Lange Zeit waren Antivirus- und Endpoint-Lösungen das Bollwerk gegen Eindringlinge von außen, quasi die Pförtner der Unternehmens-IT. Doch mit standortübergreifenden Netzwerken, mobilen Geräten, IoT, Edge Computing und der hybriden Cloud stehen Security-Beauftragte vor der komplexer werdenden Aufgabe, all diese Dinge zu sichern.
Schwachstellen auf Höchststand
So wie die IT-Landschaft vielfältiger geworden ist, trifft dies auch auf die Bedrohungen zu. Gepaart mit dem immer stärker spürbaren Fachkräftemangel sowie den rechtlichen Anforderungen, ist es ein logischer Schritt, dass sich die Antwort verändert, mit der man Security-Risiken begegnet: Managed Security Services.
„Allein einen Cyberangriff überhaupt zu erkennen, ist heute intern kaum noch möglich“, erklärt Christian Bohr, Head of Managed Services bei Controlware. Und das stellt ein großes Problem dar. Denn um gezielt gegen einen Angriff vorzugehen, ist es wichtig, den Kontext einer Cyberattacke zu verstehen. Nur so lässt sich eine geeignete individuelle Lösung finden.

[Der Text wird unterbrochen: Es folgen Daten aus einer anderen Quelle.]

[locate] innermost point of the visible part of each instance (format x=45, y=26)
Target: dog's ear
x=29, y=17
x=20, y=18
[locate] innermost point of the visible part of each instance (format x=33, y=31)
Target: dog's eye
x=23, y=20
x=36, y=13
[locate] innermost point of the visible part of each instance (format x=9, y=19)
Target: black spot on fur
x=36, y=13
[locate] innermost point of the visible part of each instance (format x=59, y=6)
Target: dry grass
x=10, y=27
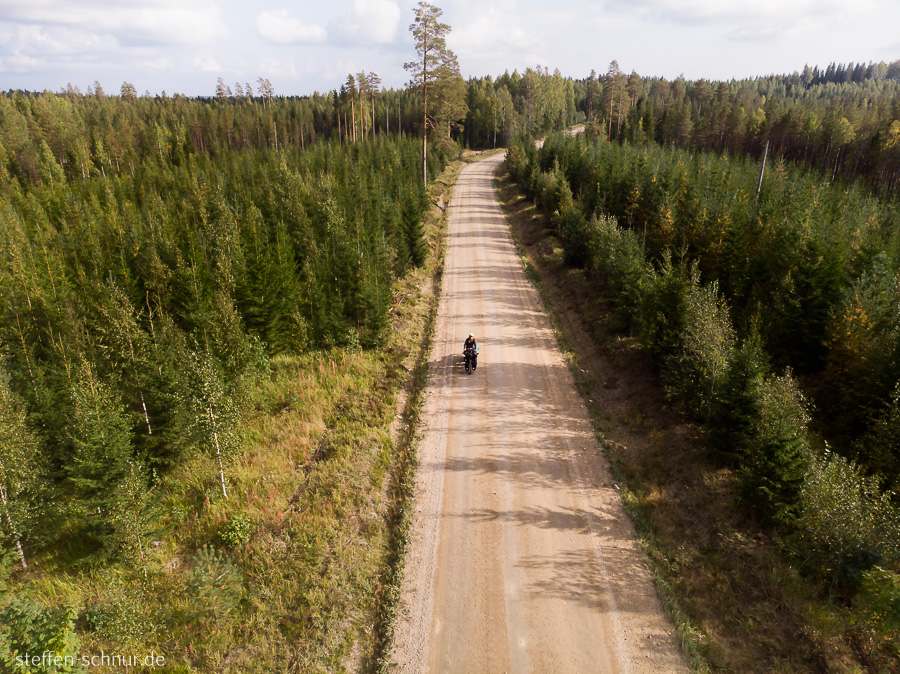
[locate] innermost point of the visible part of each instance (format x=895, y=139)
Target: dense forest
x=161, y=257
x=771, y=308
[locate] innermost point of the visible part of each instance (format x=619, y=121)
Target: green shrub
x=880, y=597
x=27, y=627
x=696, y=370
x=617, y=255
x=846, y=524
x=574, y=233
x=215, y=585
x=777, y=454
x=734, y=407
x=880, y=448
x=236, y=531
x=662, y=309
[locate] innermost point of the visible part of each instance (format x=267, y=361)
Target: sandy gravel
x=522, y=558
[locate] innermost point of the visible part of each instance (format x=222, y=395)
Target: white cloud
x=706, y=12
x=282, y=28
x=368, y=22
x=134, y=21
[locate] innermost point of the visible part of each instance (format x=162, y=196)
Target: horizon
x=166, y=45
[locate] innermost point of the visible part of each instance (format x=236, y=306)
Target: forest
x=767, y=290
x=170, y=267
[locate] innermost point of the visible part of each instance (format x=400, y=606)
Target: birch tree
x=19, y=470
x=433, y=63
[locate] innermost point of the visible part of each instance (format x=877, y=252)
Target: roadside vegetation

Nur wenn wir branchen- und sektorübergreifend zusammenarbeiten, können wir Fortschritte im Kampf gegen Cyberkriminelle erzielen
Dass es schwer ist, jede Cyberattacke in einen Kontext zu setzen, illustriert eine Zahl, die die YesWeHack-Community publiziert hat. Sie hat 2020 doppelt so viele Schwachstellen identifiziert wie im Jahr zuvor. 30 Prozent der gemeldeten Schwachstellen wurden als „hoch“ und „kritisch“ eingestuft, was bedeutet, dass sie schwerwiegende Auswirkungen gehabt hätten, wenn sie ein krimineller Hacker genutzt hätte, etwa indem er Zugang zu allen Kundendaten erhalten oder die Infrastruktur vollständig kompromittiert hätte. Ähnlich sieht es mit den tatsächlich erfolgten Angriffen aus. Datto zitiert in dem Report „Global State of the Channel Ransomware“ das FBI, wonach die Anzahl der Cyberangriffe seit Beginn der Pandemie um mehr als 400 Prozent gestiegen ist.
Security stärken, aber bitte remote
Doch es gibt auch gute Nachrichten. MSPs berichten, dass im Durchschnitt das geforderte Lösegeld bei Ransomware für KMU 5.600 US-Dollar pro Vorfall betrug, verglichen mit 5.900 US-Dollar im Vorjahr. Und laut YesWeHack hat sich die Zeitspanne zwischen der Identifikation und Behebung von Schwachstellen deutlich verkürzt – von durchschnittlich 109 Tagen im Jahr 2019 auf durchschnittlich 44 Tage im Jahr 2020. Knapp 70 Prozent der in 2020 entdeckten Sicherheitslücken wurden dabei innerhalb von 28 Tagen behoben.
Als Beschleuniger für die Entwicklung von Managed Security hat im vergangenen Jahr die Coronakrise gewirkt, wie die Eset-Umfrage „Quo vadis, Unternehmen?“ zeigt. Zum einen muss das Security-Niveau des eigenen Netzwerks verstärkt werden. Zum anderen steht die zentral gemanagte IT-Sicherheitslösung zur Disposition. Ungefähr zwei Drittel der befragten Unternehmen werden laut Studie ihre Investitionen trotz Covid-19 beibehalten oder sogar noch steigern (25 %). „Vor diesem Hintergrund werden sich MSSPs positiv entwickeln. Als Experten auf dem Gebiet können sie viele Aufgaben problemlos übernehmen und gleichzeitig für Kosteneinsparungen sorgen“, erläutert René Claus, Channel Account Manager MSP bei Eset.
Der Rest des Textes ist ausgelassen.